Company pushes back on findings from open-label trial

A pre-publication copy of findings from the World Health Organization’s SOLIDARITY trial, which tested the efficacy of repurposing antiviral drugs such as remdesivir to treat Covid-19, rattled the drumbeat of enthusiasm for remdesivir with the finding that it did not significantly reduce Covid-19 mortality or hasten recovery.

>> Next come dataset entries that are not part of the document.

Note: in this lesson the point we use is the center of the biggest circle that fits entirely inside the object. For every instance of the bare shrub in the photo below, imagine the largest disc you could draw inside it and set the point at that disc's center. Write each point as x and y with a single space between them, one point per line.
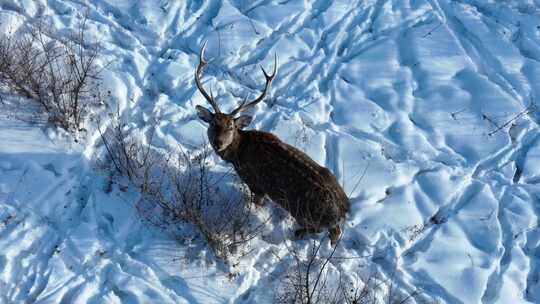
311 279
179 188
60 73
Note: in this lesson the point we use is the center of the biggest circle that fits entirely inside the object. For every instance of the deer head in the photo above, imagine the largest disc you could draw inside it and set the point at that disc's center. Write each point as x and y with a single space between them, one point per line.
224 127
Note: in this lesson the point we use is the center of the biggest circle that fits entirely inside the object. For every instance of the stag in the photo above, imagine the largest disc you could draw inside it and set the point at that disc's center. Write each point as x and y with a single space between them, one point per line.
270 167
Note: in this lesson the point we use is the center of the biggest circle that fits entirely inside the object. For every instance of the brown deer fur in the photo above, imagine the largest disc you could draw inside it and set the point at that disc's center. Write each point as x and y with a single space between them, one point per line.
308 191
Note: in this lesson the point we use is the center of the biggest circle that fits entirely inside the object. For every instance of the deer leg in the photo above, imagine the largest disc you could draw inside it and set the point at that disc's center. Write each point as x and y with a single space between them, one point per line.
301 232
334 233
258 199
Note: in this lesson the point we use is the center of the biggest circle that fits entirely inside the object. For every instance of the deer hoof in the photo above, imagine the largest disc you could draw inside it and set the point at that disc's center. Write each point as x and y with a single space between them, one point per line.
259 201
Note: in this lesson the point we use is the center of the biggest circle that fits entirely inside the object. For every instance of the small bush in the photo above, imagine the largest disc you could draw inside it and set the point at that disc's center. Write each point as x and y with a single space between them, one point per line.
179 188
314 277
59 73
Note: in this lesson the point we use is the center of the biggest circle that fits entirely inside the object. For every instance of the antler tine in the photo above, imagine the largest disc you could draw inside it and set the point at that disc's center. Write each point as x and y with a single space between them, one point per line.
198 72
269 78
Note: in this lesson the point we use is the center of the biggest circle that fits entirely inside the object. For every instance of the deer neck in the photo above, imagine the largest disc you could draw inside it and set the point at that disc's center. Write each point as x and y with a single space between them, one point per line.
230 154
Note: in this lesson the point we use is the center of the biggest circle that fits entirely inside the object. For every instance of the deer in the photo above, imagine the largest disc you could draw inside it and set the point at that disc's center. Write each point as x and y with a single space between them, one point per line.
272 168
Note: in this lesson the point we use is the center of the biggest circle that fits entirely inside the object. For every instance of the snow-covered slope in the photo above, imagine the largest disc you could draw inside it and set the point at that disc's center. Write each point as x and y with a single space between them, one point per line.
416 106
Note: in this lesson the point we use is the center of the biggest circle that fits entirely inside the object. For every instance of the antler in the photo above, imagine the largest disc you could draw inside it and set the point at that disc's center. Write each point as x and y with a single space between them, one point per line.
243 106
198 72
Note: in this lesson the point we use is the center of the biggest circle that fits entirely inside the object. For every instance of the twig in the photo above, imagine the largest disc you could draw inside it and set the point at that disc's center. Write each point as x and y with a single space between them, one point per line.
531 108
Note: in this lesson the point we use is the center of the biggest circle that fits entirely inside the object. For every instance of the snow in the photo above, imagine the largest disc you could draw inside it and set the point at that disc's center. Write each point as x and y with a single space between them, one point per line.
401 100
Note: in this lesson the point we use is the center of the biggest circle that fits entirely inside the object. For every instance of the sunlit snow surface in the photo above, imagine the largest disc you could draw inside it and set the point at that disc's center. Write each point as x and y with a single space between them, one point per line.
410 92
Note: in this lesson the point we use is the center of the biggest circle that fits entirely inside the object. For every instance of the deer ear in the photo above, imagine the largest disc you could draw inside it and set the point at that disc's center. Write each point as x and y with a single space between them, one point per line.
204 114
243 121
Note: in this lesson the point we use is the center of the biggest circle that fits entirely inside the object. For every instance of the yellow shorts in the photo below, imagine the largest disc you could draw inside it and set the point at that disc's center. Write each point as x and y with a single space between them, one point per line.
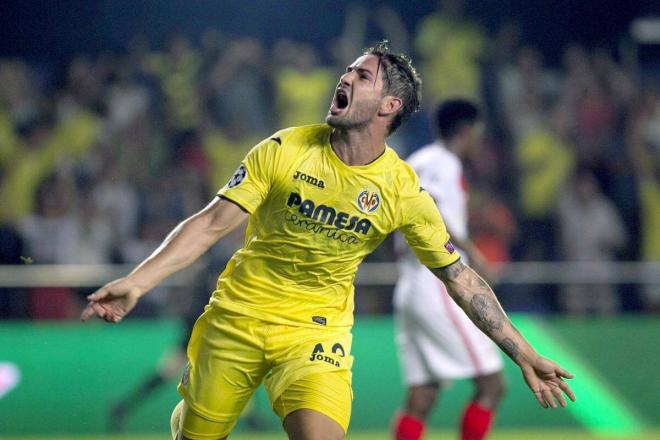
229 355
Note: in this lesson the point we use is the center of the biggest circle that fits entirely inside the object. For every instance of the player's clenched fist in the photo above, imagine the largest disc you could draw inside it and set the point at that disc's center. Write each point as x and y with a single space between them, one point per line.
113 301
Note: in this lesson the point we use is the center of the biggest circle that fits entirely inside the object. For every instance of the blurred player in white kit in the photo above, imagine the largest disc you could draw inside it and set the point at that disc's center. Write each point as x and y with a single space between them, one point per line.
436 340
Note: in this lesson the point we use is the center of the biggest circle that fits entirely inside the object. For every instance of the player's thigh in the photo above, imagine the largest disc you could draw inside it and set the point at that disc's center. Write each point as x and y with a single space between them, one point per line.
307 424
225 366
317 406
186 425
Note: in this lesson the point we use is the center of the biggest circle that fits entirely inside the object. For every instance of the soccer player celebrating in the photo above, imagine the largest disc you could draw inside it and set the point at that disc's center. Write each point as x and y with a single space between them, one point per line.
318 198
437 341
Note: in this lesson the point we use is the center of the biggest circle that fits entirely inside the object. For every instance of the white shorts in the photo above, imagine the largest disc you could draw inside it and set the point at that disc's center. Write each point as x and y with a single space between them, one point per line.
436 340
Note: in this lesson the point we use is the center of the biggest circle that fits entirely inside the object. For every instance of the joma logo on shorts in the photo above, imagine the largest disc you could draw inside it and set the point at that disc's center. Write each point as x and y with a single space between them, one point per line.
318 354
309 179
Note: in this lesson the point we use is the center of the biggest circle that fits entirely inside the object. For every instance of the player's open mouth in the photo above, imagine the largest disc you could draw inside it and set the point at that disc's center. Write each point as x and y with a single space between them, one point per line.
340 102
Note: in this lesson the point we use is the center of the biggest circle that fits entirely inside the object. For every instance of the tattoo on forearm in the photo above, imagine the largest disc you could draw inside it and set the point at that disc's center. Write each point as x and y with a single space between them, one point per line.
452 271
487 313
510 348
482 283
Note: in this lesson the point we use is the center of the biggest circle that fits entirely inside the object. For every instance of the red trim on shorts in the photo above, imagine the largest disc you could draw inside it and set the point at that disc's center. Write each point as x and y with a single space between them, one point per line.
460 329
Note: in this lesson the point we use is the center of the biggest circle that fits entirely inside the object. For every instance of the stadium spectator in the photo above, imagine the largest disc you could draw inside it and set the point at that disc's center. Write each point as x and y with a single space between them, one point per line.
591 231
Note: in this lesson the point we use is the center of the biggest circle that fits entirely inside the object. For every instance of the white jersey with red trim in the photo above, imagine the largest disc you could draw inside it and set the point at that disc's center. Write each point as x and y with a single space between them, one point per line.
436 339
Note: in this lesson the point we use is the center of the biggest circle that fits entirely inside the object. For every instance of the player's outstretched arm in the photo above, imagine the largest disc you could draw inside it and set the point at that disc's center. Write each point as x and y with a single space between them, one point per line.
187 242
544 377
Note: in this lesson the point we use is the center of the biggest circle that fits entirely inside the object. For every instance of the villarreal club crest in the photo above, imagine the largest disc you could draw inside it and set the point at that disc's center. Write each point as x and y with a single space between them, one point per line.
368 201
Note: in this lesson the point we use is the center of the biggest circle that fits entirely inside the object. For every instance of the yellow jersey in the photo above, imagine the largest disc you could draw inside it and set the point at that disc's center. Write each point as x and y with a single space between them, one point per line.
313 219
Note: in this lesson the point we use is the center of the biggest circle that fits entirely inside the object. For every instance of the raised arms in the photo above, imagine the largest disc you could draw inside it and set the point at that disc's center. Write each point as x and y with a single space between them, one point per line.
476 298
187 242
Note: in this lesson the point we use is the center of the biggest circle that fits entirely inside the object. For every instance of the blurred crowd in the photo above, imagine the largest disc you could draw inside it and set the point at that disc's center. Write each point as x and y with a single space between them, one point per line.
102 156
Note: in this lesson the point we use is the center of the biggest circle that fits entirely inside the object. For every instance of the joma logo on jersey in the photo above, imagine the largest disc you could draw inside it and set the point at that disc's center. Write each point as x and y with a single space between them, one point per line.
368 201
309 179
329 215
318 354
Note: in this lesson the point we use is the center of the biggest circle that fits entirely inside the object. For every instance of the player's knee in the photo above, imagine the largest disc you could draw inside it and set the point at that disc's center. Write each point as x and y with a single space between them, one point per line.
491 388
421 399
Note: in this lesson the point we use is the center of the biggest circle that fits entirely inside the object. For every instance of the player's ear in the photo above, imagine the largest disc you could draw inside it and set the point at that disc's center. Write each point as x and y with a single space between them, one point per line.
390 105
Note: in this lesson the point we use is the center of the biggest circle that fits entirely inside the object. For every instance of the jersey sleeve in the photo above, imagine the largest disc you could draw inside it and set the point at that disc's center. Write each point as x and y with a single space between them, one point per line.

The SOLIDARITY trial reported uniformly null results for all tested treatments:

“In 405 hospitals in 30 countries 11,266 adults were randomized, with 2,750 allocated remdesivir, 954 hydroxychloroquine, 1,411 lopinavir, 651 interferon plus lopinavir, 1,412 only interferon, and 4,088 no study drug. Compliance was 94-96% midway through treatment, with 2-6% crossover. 1,253 deaths were reported (at median day 8, IQR 4-14). Kaplan-Meier 28-day mortality was 12% (39% if already ventilated at randomization, 10% otherwise). Death rate ratios (with 95% CIs and numbers dead/randomized, each drug vs its control) were: Remdesivir RR=0.95 (0.81-1.11, P=0.50; 301/2743 active vs 303/2708 control), hydroxychloroquine RR=1.19 (0.89-1.59, P=0.23; 104/947 vs 84/906), lopinavir RR=1.00 (0.79-1.25, P=0.97; 148/1399 vs 146/1372) and interferon RR=1.16 (0.96-1.39, P=0.11; 243/2050 vs 216/2050). No study drug definitely reduced mortality (in unventilated patients or any other subgroup of entry characteristics), initiation of ventilation, or hospitalization duration.”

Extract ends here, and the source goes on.